Trzymali się za ręce. Widać było, że uścisk ich dłoni był więcej niż serdeczny. Krok mało paralelny, z zaburzonym czasem rytmem, zdradzał ewidentnie życiowe zmęczenie. Przystawali często, ponieważ zalegające parkową ścieżkę, porozrzucane wiatrem gałęzie stanowiły istotną barierę do pokonania. On wysoki z fryzurą Einsteina, choć z wyraźnie podwyższonym czołem i lekko odchyloną od pionu postawą. Widać, siły grawitacji coraz mniej sobie radziły w dźwiganiu jego bagażu lat. Ona też bez nakrycia głowy, z rozwiewanymi lekkim wiaterkiem, srebrnymi włosami. O ten interesujący kolor, jak uczy doświadczenie, najpewniej zadbał wszechobecny czas, który lubi nosa wściubić wszędzie… Niektórym ich przystawaniom towarzyszyło ciekawe rozglądanie się za szelestem spadającego listka, bądź „stukotem” lądującego w gęstwinie liści, odzianego w charakterystyczny berecik żołędzia. I nie sposób było stwierdzić, które z tych dwojga jest odkrywcą, a które konsumentem owego odkrywania. Na przemian więc, każde z nich było pierwszym.


Jedno zatrzymanie poruszyło mnie wyjątkowo. Kiedy doszli na skraj parku, na otwartą przestrzeń, roztoczył się przed nimi widok nostalgicznie romantyczny. Lekko w dole, staw. Po nim pływające stado dzikich kaczek, rozprawiające po kaczemu o mokrym życiu, najpewniej. Ale w dyskursie owym nie były jednomyślne, bo raz po raz któraś odpływała od grupki gwałtownym ruchem, strofowana przez oponentkę z wciągnięta szyją i otwartym, gotowym do ataku, dziobem. Śmieszne ptaki, nie wiedzą, że niezgoda rujnuje, a w gromadzie tkwi siła. I kiedy swary nieznacznie się wzmogły, do akcji wkroczył dorodny kaczor, w paradnym upierzeniu i podniósłszy do pozycji pionowej swój kaczy tors, kręcąc na boki głową ogłosił: „kwa, kwa, kwa, kwa, kwa!” – co po kaczemu znaczyło: „rozejm – rozejść się!”. Posłuszne, woli władcy nad stadem i rozkazaniom ich pana, rozpłynęły się we wszystkie możliwe strony. Na wodzie zostało jeno pomarszczone i odkształcone lustrzane odbicie przybrzeżnych trzcin, krzaków i drzew nagich. Oni stali i podziwiali przez chwilę owo theatrum mundi natury, po czym trzymając się za ręce odwrócili się do siebie twarzami. Na ich obliczach zakwitły rozkochane, pełne serdeczności uśmiechy i jak za dawnych młodych lat, przywarli do siebie. Trwali tak ze sobą chwilę jakąś! Widok to słodki i krzepiący.

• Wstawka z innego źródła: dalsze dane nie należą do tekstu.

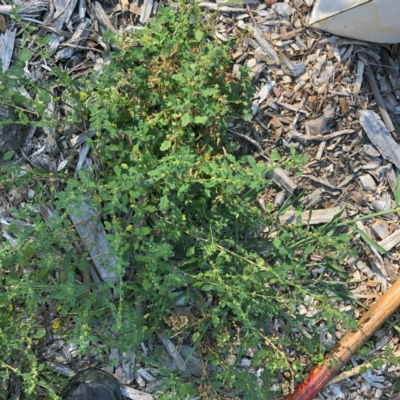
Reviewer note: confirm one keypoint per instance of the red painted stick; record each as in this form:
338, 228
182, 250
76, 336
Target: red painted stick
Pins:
349, 344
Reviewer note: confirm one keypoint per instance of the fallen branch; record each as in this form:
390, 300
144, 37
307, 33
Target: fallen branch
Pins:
347, 347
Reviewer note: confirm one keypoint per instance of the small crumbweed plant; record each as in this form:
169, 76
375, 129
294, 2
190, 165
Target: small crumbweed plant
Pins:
179, 209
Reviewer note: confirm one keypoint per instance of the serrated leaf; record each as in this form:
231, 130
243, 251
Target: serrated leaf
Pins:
199, 35
275, 156
40, 334
200, 120
164, 202
186, 119
397, 192
44, 96
179, 78
367, 239
209, 92
165, 145
24, 55
8, 155
190, 251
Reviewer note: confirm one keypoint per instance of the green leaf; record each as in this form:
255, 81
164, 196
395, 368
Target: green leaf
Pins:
8, 155
367, 239
190, 251
199, 35
200, 120
164, 202
44, 96
165, 145
397, 192
73, 182
24, 55
146, 285
40, 334
179, 78
67, 263
186, 119
275, 156
209, 92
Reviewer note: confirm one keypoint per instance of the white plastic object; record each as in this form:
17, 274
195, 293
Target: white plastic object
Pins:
371, 20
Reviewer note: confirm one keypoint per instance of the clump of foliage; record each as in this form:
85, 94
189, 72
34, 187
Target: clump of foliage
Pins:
180, 213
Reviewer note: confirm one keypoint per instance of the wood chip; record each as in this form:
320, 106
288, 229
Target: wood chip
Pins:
317, 216
380, 137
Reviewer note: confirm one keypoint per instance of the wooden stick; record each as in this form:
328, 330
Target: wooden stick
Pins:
378, 98
348, 346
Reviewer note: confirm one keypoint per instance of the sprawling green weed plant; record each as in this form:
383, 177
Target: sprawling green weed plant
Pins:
180, 214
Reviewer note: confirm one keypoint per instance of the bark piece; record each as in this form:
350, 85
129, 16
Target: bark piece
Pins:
10, 134
317, 216
380, 136
350, 343
391, 241
93, 236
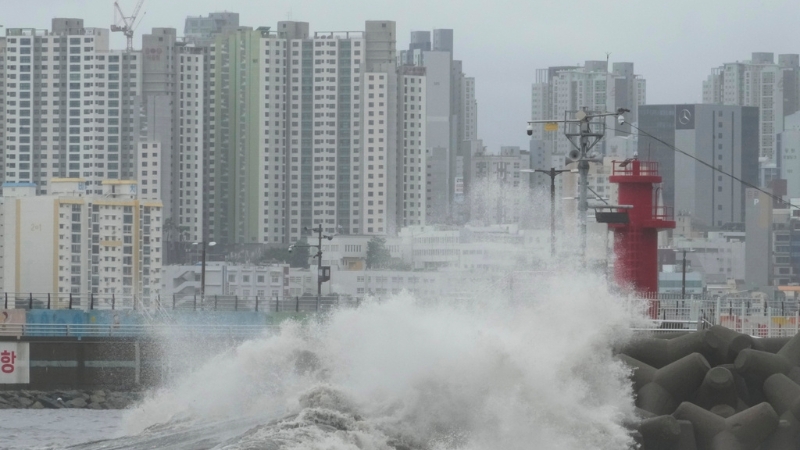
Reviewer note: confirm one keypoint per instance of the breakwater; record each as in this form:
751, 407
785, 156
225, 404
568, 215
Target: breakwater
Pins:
89, 399
716, 389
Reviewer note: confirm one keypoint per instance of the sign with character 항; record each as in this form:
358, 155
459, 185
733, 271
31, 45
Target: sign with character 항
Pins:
14, 363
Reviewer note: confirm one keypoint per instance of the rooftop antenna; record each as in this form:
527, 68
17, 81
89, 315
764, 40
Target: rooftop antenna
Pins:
126, 24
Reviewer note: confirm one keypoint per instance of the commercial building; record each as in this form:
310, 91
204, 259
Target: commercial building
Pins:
760, 82
71, 106
788, 146
72, 241
723, 136
182, 283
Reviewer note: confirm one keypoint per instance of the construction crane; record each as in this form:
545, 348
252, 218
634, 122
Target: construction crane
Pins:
126, 24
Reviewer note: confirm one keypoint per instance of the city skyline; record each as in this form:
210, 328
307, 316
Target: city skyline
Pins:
504, 65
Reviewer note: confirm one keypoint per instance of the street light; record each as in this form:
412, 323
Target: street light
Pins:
322, 276
203, 267
683, 275
552, 173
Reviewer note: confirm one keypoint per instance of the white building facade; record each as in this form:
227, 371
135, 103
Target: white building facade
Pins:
71, 106
73, 242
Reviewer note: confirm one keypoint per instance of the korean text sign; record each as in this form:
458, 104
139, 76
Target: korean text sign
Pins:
14, 363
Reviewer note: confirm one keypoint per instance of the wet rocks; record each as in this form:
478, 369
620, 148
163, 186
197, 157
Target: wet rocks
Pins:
96, 399
716, 390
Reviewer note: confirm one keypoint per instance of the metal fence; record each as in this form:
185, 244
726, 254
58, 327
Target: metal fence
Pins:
30, 301
131, 330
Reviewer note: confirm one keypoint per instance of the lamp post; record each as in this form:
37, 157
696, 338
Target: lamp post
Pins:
320, 275
203, 267
552, 173
584, 132
683, 272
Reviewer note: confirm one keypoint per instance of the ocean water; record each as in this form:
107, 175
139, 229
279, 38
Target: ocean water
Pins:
490, 372
56, 428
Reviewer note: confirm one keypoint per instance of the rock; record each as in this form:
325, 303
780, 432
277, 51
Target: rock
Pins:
49, 403
77, 403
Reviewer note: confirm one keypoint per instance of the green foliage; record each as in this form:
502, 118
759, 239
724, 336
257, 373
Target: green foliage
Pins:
378, 256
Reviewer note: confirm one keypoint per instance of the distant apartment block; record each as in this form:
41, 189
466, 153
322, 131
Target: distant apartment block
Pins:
761, 82
561, 89
452, 120
726, 137
71, 106
279, 130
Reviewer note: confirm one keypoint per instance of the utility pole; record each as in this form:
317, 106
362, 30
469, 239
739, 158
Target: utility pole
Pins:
204, 244
552, 173
323, 273
579, 126
683, 274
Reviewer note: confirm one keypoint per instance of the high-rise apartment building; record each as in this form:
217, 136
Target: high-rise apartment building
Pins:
202, 30
724, 136
561, 89
71, 106
281, 130
452, 119
72, 241
773, 87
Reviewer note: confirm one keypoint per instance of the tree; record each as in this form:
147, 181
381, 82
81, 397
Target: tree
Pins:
378, 256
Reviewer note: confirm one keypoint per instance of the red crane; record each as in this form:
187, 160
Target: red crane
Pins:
126, 24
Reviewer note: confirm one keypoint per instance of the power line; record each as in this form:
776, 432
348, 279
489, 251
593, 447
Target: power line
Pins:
710, 166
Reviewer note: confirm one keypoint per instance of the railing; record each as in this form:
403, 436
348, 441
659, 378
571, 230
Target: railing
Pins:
33, 301
663, 213
131, 330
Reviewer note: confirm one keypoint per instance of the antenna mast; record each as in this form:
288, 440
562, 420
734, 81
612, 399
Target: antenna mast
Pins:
126, 24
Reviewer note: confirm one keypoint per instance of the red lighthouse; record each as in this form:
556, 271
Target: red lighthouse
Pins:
636, 239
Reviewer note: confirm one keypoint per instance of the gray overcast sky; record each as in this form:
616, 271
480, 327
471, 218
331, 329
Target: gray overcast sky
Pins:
674, 44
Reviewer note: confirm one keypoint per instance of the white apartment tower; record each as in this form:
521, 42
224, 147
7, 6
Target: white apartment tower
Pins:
283, 130
412, 198
773, 87
71, 106
561, 89
74, 242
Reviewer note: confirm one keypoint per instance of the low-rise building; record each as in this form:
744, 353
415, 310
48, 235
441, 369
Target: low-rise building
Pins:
222, 279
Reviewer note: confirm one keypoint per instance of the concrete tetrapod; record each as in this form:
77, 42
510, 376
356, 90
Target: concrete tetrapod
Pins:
783, 394
718, 389
641, 373
660, 352
673, 384
743, 431
723, 345
660, 433
759, 365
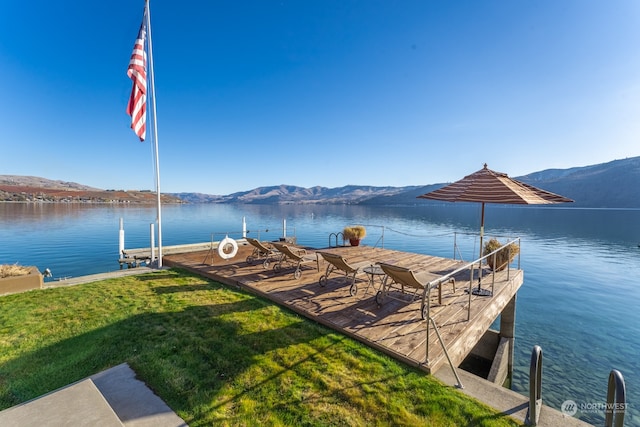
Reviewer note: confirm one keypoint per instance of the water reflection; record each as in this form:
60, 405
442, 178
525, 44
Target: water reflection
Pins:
577, 302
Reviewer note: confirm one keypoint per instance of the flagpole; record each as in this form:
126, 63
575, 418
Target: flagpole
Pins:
155, 134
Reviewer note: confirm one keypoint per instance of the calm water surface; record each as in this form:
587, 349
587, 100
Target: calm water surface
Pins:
578, 301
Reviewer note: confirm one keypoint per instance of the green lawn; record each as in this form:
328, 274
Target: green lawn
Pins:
217, 356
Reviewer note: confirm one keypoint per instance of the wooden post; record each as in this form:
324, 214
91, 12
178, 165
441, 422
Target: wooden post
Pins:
508, 329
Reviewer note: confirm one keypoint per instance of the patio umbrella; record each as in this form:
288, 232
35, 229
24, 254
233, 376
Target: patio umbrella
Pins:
487, 186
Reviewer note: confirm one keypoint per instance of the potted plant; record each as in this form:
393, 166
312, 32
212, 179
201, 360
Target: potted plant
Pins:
503, 257
354, 234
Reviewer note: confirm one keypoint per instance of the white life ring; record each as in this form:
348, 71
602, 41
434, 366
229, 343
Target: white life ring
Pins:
224, 244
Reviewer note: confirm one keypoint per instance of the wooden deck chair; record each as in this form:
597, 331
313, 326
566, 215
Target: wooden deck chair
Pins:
261, 252
338, 263
292, 257
408, 281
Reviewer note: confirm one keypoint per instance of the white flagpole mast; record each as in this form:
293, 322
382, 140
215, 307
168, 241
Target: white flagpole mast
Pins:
155, 134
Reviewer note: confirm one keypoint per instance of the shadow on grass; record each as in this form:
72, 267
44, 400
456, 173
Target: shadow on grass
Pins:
186, 357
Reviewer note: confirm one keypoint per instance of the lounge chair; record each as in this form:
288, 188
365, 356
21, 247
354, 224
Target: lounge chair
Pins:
338, 263
407, 281
292, 257
261, 252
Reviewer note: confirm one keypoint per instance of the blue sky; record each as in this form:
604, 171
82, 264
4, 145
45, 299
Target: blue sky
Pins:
329, 93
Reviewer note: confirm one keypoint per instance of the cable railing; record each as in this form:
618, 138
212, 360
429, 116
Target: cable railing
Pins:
471, 266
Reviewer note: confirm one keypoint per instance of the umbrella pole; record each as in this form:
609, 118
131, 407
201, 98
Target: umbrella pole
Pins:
481, 291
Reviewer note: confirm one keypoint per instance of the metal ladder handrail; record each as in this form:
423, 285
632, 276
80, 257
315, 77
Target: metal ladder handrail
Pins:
616, 390
535, 387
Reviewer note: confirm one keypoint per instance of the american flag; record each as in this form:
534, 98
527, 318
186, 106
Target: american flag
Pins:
137, 71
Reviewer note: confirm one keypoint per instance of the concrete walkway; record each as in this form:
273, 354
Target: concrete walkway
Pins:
111, 398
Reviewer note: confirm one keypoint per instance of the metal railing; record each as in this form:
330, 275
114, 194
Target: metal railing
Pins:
471, 266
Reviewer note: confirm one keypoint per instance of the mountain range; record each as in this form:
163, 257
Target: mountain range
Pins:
613, 184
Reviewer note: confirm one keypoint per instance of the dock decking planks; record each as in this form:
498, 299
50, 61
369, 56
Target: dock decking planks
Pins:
396, 327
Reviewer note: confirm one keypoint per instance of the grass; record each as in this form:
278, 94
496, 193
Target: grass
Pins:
216, 356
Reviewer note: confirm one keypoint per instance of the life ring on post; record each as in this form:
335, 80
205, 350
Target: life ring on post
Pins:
223, 248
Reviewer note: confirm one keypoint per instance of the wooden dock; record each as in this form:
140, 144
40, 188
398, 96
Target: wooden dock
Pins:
396, 327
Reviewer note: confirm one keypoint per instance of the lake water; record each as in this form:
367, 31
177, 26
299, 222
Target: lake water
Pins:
578, 301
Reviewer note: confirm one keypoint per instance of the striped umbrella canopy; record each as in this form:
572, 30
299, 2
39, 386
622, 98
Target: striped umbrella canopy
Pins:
487, 186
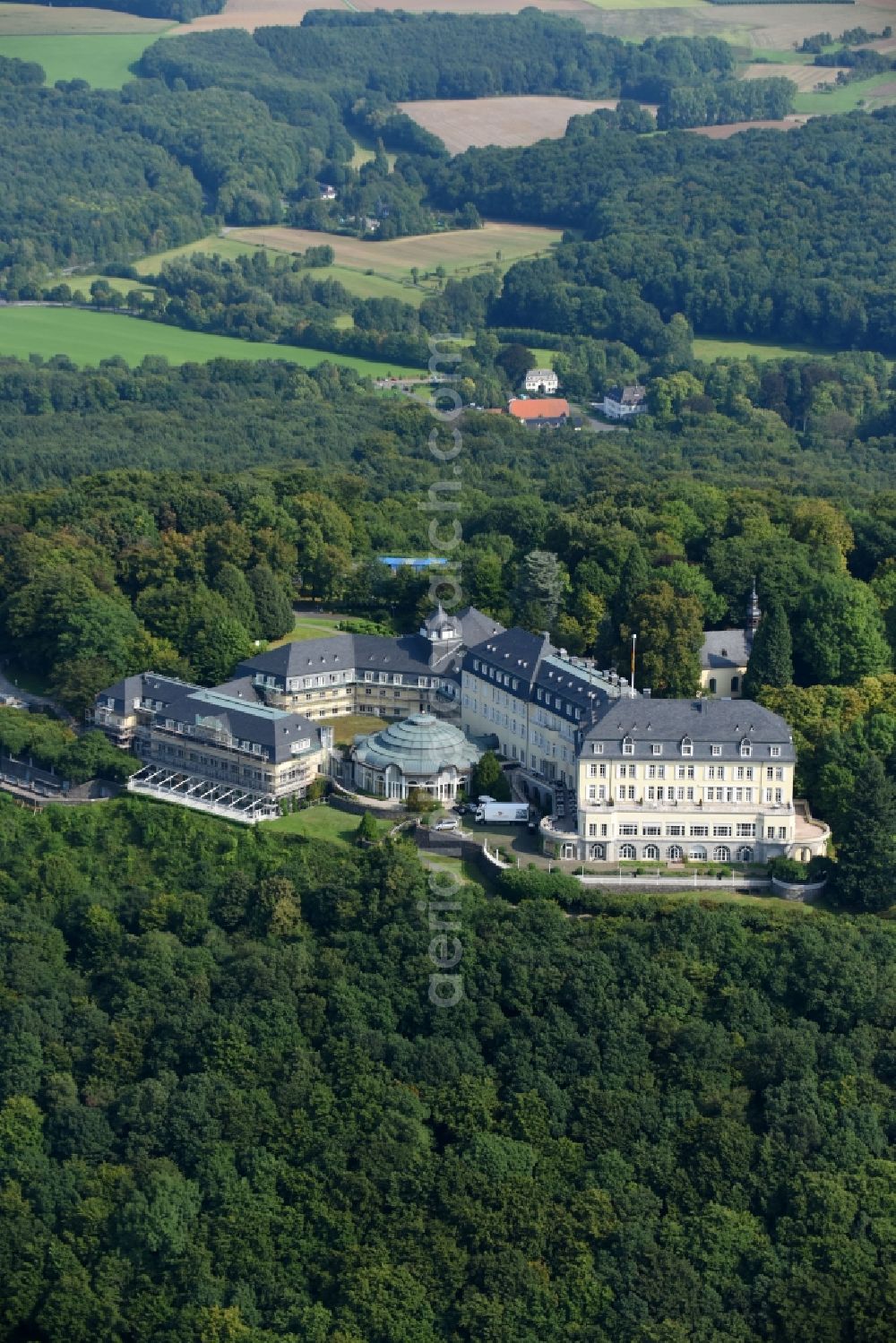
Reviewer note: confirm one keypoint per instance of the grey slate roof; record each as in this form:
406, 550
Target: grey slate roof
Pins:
144, 685
632, 395
538, 667
410, 654
273, 729
705, 723
242, 688
477, 626
724, 649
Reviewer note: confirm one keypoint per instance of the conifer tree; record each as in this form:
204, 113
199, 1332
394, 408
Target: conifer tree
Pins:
771, 659
866, 872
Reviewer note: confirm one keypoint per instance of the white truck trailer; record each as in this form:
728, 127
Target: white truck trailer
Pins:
503, 813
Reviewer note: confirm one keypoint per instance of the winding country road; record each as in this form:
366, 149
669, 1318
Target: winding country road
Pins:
38, 700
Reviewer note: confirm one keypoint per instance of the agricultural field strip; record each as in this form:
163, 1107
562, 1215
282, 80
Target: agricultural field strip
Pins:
506, 121
455, 250
88, 336
34, 21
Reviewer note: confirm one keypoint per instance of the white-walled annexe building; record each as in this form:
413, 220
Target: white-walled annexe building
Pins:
422, 753
622, 777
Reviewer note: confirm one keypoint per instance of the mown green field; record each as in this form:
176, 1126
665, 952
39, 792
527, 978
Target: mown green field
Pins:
711, 347
104, 59
86, 337
849, 96
323, 822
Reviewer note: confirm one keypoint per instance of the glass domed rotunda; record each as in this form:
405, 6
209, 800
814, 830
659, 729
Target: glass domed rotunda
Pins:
419, 753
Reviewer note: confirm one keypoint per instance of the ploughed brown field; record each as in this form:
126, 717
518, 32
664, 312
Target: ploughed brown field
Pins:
805, 77
261, 13
732, 128
509, 123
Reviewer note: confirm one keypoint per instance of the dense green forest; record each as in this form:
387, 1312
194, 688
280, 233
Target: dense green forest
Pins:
183, 11
182, 570
230, 1108
231, 1112
756, 236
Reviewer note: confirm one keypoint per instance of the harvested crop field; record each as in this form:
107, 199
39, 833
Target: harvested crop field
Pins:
805, 77
732, 128
458, 250
759, 26
104, 59
258, 13
461, 123
35, 21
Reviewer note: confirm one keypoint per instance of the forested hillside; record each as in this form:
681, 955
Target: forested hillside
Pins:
180, 570
230, 1111
761, 234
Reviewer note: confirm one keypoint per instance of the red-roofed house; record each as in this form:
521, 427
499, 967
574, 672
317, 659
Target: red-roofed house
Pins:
540, 412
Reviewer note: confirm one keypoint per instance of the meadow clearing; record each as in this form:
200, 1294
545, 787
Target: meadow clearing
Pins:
94, 45
804, 75
460, 252
718, 347
367, 269
775, 27
732, 128
508, 121
86, 337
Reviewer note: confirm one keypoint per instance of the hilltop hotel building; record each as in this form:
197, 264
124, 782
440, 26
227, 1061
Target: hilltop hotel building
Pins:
621, 775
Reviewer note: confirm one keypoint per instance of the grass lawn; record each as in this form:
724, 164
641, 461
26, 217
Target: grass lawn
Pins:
225, 246
849, 96
309, 627
121, 287
104, 59
461, 252
30, 681
349, 726
711, 347
86, 337
376, 271
30, 21
645, 4
783, 56
323, 822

Reklama - ciąg dalszy wpisu poniżej

No bo przecież starość wcale nie musi być gorzka, przestraszona, nasłuchująca… i czasami przygnębiająca. Zdarza się, że jakiś mizerny procent współziomków, do wcześnie urodzonych ma stosunek ambiwalentny. To ich problem. Kochani! Emeryt to piękny stan! W wolności, bijemy wszystkich na głowę, ponieważ my już niczego „nie musimy”! Całe życie utyskiwaliśmy, psioczyliśmy że: znów poniedziałek, znów robota, znów wstawanie skoro świt, a tu jakaś dziwna moc nie pozwala oderwać głowy od poduszki i powieki ciężkie jak z kamienia. A my, ranne ptaszki wstajemy wczesną porą o 6:00, wypijamy kubek wyśmienitej kawy i proszę: …już mamy „fajrant”. Latem o takim czasie kawowa wizyta na tarasie naszego domu, pozwala na oddychanie pełną piersią powietrzem świeżym, a i do tego z wszelkim ptactwem można się nagadać do woli. Że co? – powie kto? Że w krzyżu łupie, w kolanie rwie, że w boku zakłuje, w głowie zawiruje – tak musi być i basta! My jesteśmy uczynni i dobre serca mamy i może zbyt często z doktorem się zgadzamy. Ale przecież pan doktor to też człowiek i pracę mieć musi – na nas więc liczyć może. A i inne profesje są żywo zainteresowane naszymi, a szczególnie pań naszych wizytami, chociaż raz w tygodniu. Seniorzy to stan niebywale potrzebny. A pamiętacie refren:

 „…wesołe jest życie staruszka
gdzie spojrzy, tam bóstwo co krok.
Tu biuścik zachwyci, tam nóżka
bo nie ten, bo nie ten już wzrok…”

Panowie! Grunt to poczucie humoru. Trzeba mieć dystans do wszystkiego. Do świata, a do siebie może przede wszystkim. Zapytano razu pewnego, staruszka: „czy czuje pan pociąg do kobiet? On, westchnąwszy, powiada: pociąg jest, tylko lokomotywa odjechała!”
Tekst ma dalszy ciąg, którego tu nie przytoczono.